There is too little personality in the advertising of books, and when we say personality we mean, in most cases, the author’s personality. The bald and unconvincing recital of the opinion of the Westminster Gazette, that this is a book every Anglo-American should read, is as nothing compared with a few dozen words that could have been written of, or by, no man on earth except H. G. Wells.

The internal factor of H. G. Wells’s novel The Undying Fire is so big that it constitutes a sort of a least common multiple of the hopes, doubts and fears of hundreds of thousands of humans. A 100 per cent. sale of the book, under existing merchandising conditions, would be 400,000 copies, at the very least. It ought to be advertised in every national and religious weekly of 10,000 circulation or over in the United States, and in every periodical of that circulation reaching a rural audience. And it ought to be advertised, essentially, in this manner:

Shall Man Curse God and Die?
No! Job Answered
No! H. G. Wells Tells Stricken Europe
Read His New Short Novel, “The Undying Fire,”
in Which He Holds Out the Hope that Men
May Yet Unite to Organize the World and
Save Mankind from Extinction

Such an appeal to the hope, the aspiration, the unconquerable idealism of men everywhere, to the social instinct which has its roots in thousands of years of human history, cannot fail.

6

Books are wrongly advertised, as we have said, and they are inadequately advertised, by which we mean in too few places; and perhaps “insufficiently advertised” had been a more accurate phrase.
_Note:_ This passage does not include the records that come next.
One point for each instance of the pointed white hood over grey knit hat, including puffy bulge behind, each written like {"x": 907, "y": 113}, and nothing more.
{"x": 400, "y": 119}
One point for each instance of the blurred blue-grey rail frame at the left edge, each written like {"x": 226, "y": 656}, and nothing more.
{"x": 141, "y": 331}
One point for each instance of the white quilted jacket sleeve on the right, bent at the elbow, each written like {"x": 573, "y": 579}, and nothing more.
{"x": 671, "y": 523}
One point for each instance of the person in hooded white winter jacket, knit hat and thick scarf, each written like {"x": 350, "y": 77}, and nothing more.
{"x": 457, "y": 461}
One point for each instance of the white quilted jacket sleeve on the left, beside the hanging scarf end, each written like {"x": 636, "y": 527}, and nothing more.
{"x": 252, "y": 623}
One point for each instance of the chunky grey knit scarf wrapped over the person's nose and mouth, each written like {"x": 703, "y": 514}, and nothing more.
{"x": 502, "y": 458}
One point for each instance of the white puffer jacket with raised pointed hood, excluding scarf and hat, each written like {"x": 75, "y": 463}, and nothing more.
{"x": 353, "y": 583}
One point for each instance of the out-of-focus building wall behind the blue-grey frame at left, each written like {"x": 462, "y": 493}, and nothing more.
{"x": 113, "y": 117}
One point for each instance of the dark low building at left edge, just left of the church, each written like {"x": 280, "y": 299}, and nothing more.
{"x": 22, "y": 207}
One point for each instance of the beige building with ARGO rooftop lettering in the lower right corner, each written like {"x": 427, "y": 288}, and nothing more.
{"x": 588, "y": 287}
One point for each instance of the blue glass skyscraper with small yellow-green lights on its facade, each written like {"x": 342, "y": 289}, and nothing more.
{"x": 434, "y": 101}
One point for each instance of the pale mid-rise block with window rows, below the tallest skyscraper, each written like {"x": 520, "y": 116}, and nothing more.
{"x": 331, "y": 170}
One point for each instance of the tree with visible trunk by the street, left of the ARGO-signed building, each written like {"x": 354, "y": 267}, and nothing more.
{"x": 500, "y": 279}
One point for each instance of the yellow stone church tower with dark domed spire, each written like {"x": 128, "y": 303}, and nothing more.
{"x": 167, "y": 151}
It is correct and essential to advertise books in periodicals appealing wholly or partly to book readers. It is just as essential to recruit readers.

Book readers can be recruited just as magazine readers are recruited. The most important way of getting magazine readers is still the subscription agent. Every community of any size in these United States should have in it a man or woman of at least high school education and alert enthusiasm selling books of all the publishers. Where there is a good bookstore such an agent is unnecessary or may be found in the owner of the store or an employee thereof. Most communities cannot support a store given over entirely to bookselling. In them let there be agents giving their whole time or their spare time and operating with practically no overhead expense. Where the agents receive salaries these must be paid jointly by all the publishers whose books they handle. This should naturally be done through a central bureau or selling agency. Efficient agencies already exist.

The “book agent” is a classical joke. He is a classical joke because he peddled one book, and the wrong sort of a book, from door to door. You must equip him with fifty books, new and alluring, of all publishers; and arm him with sheets and circulars describing enticingly a hundred others. He must know individuals and their tastes and must have one or more of the best book reviewing periodicals in the country. He must have catalogues and news notes and special offers to put over. If he gives you all his time he must have assurance of a living, especially until he has a good start or exhibits his incapacity for pioneering. He must have an incentive above and beyond any salary that may be paid him.

But the consideration of details in this place is impossible. The structural outline and much adaptable detail is already in highly successful use by periodicals of many sorts. In fundamentals it requires no profounder skill than that of the clever copyist.